[GSoC 2026] Improve the Lark-based LaTeX parser

28 views

Skip to first unread message

Stefania Mozacu

unread,

Feb 26, 2026, 2:20:04 PM (2 days ago) Feb 26

to sympy

Hi,

My name is Stefania Mozacu and I’m a third-year Computer Science and Engineering student at the Technical University of Cluj-Napoca.

I’ve been going through the blog posts about the Lark-based LaTeX parser rewrite and the current SymPy issues around it, and I found the project extremely interesting, especially the discussion around ambiguous expressions and the limitations of purely grammar-based parsing.

I’d love to pursue this idea for GSoC and contribute to improving the Lark parser towards becoming a robust drop-in replacement for the existing ANTLR-based implementation.

One direction that stood out to me is the unresolved ambiguity problems mentioned in the posts (for example distinguishing between function calls vs symbols in cases like f(x), or interpreting dx as a differential versus a variable or multiplication). Since these are context-sensitive cases that are difficult to solve at the CFG level, I was thinking about exploring a two-stage approach.

The idea would be to let the Lark parser preserve ambiguity by producing multiple candidate parse trees where necessary, and then introduce a lightweight semantic resolution layer that selects the most consistent interpretation using SymPy’s symbolic reasoning and heuristics (for example expected patterns in integrals/derivatives, symbol consistency, or optional user hints).
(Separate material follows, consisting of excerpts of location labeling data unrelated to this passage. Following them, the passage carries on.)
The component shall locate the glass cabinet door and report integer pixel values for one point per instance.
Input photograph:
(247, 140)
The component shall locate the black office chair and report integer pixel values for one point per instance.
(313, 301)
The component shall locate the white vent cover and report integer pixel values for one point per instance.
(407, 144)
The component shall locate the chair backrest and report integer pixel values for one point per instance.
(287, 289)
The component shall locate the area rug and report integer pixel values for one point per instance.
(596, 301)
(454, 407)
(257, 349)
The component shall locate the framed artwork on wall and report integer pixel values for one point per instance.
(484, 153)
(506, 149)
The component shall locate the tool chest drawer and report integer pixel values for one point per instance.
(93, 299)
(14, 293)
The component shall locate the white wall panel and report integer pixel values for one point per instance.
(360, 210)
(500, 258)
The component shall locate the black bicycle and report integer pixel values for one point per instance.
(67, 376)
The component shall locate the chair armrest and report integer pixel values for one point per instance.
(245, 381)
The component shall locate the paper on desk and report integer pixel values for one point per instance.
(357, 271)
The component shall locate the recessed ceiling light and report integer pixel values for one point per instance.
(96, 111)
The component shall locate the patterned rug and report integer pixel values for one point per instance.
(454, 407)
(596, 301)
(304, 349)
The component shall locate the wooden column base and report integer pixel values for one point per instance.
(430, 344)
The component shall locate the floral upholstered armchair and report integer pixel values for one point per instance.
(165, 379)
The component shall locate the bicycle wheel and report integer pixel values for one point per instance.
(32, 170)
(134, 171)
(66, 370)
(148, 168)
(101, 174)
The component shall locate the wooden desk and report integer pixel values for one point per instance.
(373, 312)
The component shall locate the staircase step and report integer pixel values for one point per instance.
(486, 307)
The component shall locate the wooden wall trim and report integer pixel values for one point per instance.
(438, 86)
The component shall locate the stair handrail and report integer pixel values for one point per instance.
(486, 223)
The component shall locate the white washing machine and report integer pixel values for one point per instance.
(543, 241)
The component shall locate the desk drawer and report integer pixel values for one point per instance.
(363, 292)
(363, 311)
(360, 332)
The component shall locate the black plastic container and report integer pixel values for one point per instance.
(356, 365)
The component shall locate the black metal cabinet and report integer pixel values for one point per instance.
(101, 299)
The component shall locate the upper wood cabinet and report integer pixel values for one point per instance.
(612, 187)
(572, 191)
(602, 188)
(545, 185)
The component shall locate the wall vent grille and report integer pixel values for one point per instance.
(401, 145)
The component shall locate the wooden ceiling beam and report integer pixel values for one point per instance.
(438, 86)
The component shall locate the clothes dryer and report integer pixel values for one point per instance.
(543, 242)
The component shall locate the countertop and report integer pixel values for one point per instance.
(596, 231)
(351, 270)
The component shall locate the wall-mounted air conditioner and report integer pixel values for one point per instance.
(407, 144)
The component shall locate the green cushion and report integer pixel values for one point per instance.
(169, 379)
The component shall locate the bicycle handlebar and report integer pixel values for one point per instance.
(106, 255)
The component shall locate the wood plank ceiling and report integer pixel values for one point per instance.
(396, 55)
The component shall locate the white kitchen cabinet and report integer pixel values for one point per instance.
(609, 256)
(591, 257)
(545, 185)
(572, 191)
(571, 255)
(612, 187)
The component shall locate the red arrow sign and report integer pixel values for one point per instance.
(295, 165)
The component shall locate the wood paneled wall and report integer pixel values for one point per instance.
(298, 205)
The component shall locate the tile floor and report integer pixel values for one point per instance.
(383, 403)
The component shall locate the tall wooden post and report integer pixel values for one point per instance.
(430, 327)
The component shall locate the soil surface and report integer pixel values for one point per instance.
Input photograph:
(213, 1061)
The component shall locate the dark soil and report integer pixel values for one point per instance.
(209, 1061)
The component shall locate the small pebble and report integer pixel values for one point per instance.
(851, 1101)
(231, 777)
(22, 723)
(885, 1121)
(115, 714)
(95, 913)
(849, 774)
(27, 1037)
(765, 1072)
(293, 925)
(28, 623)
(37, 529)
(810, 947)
This could allow the parser to move beyond purely syntactic translation and handle real-world mathematical input more robustly.

From an implementation perspective, I imagine starting with a baseline that keeps compatibility with the current transformer pipeline, then adding a small abstraction for ambiguous nodes (or parse forests) and building a resolver that scores candidate interpretations and returns a final SymPy expression. The work could be incremental, beginning with specific ambiguity classes (function vs symbol, differential handling) and expanding based on test coverage and existing issues.

I’m very open to refining the scope based on what would be most useful for the project, so I’d really appreciate any feedback on whether this direction makes sense or if there are particular gaps you’d recommend focusing on.

Thank you, and I’d be happy to discuss further.

Best,
Stefania

https://www.linkedin.com/in/stefania-mozacu/

Aaron Meurer

unread,

Feb 26, 2026, 3:37:04 PM (2 days ago) Feb 26

to sy...@googlegroups.com

I'm not familiar with all the implementation details of the Lark
parser, but I think there are some good ideas here.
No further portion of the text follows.